CA Poitiers, ch. civ. sect. 2, 24 février 1993, n° 842-91

POITIERS

Arrêt

PARTIES

Demandeur :

Delaby

Défendeur :

Allain, Central de l'immobilier (SARL), Calvez et Cie (SNC)

COMPOSITION DE LA JURIDICTION

Président :

M. Lerner (faisant fonction)

Conseillers :

Mme Albert, M. Andrault

Avoués :

SCP Landry-Tapon, SCP Paille-Thibault, SCP Musereau-Drouineau-Rosaz

Avocats :

Mes Ménegaire, Descubes, Digout, Chalvet

TGI La Rochelle, du 5 févr. 1991

5 février 1991

I - Exposé sommaire du litige en procédure d'appel

1°) Le Tribunal de grande instance de La Rochelle, par jugement rendu le 5 février 1991 et dont la teneur sera ici réputée connue, a notamment :

- débouté Monsieur Pascal Delaby de ses demandes ;

- condamné Monsieur Pascal Delaby à payer au titre de l'article 700 du nouveau Code de procédure civil 2 000 F tant à Monsieur Jean Allain qu'à la SARL La Centrale de l'Immobilier Agence Sautel.

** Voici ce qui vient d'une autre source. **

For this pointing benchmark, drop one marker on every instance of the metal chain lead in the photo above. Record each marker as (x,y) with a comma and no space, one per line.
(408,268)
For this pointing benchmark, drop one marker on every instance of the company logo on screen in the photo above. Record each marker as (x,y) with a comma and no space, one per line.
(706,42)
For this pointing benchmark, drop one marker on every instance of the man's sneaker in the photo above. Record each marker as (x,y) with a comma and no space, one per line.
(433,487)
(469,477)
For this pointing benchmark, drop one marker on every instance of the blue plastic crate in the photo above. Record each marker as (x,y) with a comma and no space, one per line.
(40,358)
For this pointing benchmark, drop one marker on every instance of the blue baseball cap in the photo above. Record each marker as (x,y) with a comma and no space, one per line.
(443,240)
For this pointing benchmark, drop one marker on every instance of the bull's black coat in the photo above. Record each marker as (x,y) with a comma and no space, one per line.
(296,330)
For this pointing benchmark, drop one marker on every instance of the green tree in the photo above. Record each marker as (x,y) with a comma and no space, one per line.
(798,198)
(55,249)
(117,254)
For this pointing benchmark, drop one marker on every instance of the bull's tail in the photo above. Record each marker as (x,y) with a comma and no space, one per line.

2°) Monsieur Pascal Delaby a le 8 mars 1991 interjeté appel de cette décision.

Il soutient ce qui suit :

Il n'a eu la jouissance de l'immeuble que le 25 juillet 1989, date à laquelle celui-ci a été libéré de toute occupation ou location, comme il a été précisé à l'acte authentique du même jour, faisant suite au compromis de vente du 15 avril 1989 ;

Il ne pouvait pas avant le 25 juillet 1989 procéder ou faire procéder à l'arrachage des papier peints et des moquettes ;

La modicité du prix pouvait s'expliquer par l'absence de terrain, une installation électrique à refaire, la vétusté de la plomberie, des papiers muraux et des peintures, la difficulté de trouver un acquéreur ;

Il avait fait confiance à l'agence immobilier pour vérifier la pertinence du certificat anti-parasitaire ;

L'expertise a démontré que presque toutes les pièces de l'immeuble étaient infestées de termites en activité, le rendant impropre à sa destination ;

S'il avait eu connaissance de ce vice caché, il n'aurait pas acheté cet immeuble, même à un moindre prix ;

Les attaques des insectes avaient été délibérément maquillées et dissimulées et le certificat anti-parasitaire a été établi sur un examen manifestement insuffisant pour un professionnel, de sorte qu'il a été victime de manœuvres dolosives devant entraîner la nullité de la vente conformément à l'article 1116 du Code civil ,

Au cas où le dol ne serait pas retenu, il est fondé à agir sur le fondement du vice caché, ayant assigné en référé dès le 4 août 1989 ;

- L'agence immobilière et la SNC Calvez et Cie l'ont trompé par la production d'attestations fallacieuses datées de septembre 1987 et du 21 juin 1989, cette dernière non présentée avant la vente, et toutes deux ne respectant par l'article 10 de l'arrêté préfectoral du 18 février 1985 ;

Ces deux personnes ont ainsi engagé leur responsabilité à son égard ;

Il justifie du montant de son préjudice.

En définitive il demande :

Que soit prononcée la nullité et subsidiairement la résolution de la vente ;

La condamnation in solidum de Monsieur Allain, de la SARL Centrale de l'Immobilier Agence Sautel 83 et de la SNC Calvez et Compagnie, d'une part, à lui payer 299 129,68 F outre 8 928 F au titre des taxes foncières pour les années 1990 et 1991, 4 823 F au titre de la taxe foncière pour l'année 1992 et 42 119, 79 F en remboursement des intérêts payés à la Banque de LA Hénin, 1 920,38 F au titre des primes d'assurances également payées à cette banque, d'autre part, à lui rembourser les impositions, intérêts d'emprunt et primes d'assurances qu'il devra payer au titre de l'immeuble litigieux jusqu'au règlement intégral des indemnités fixées par la cour.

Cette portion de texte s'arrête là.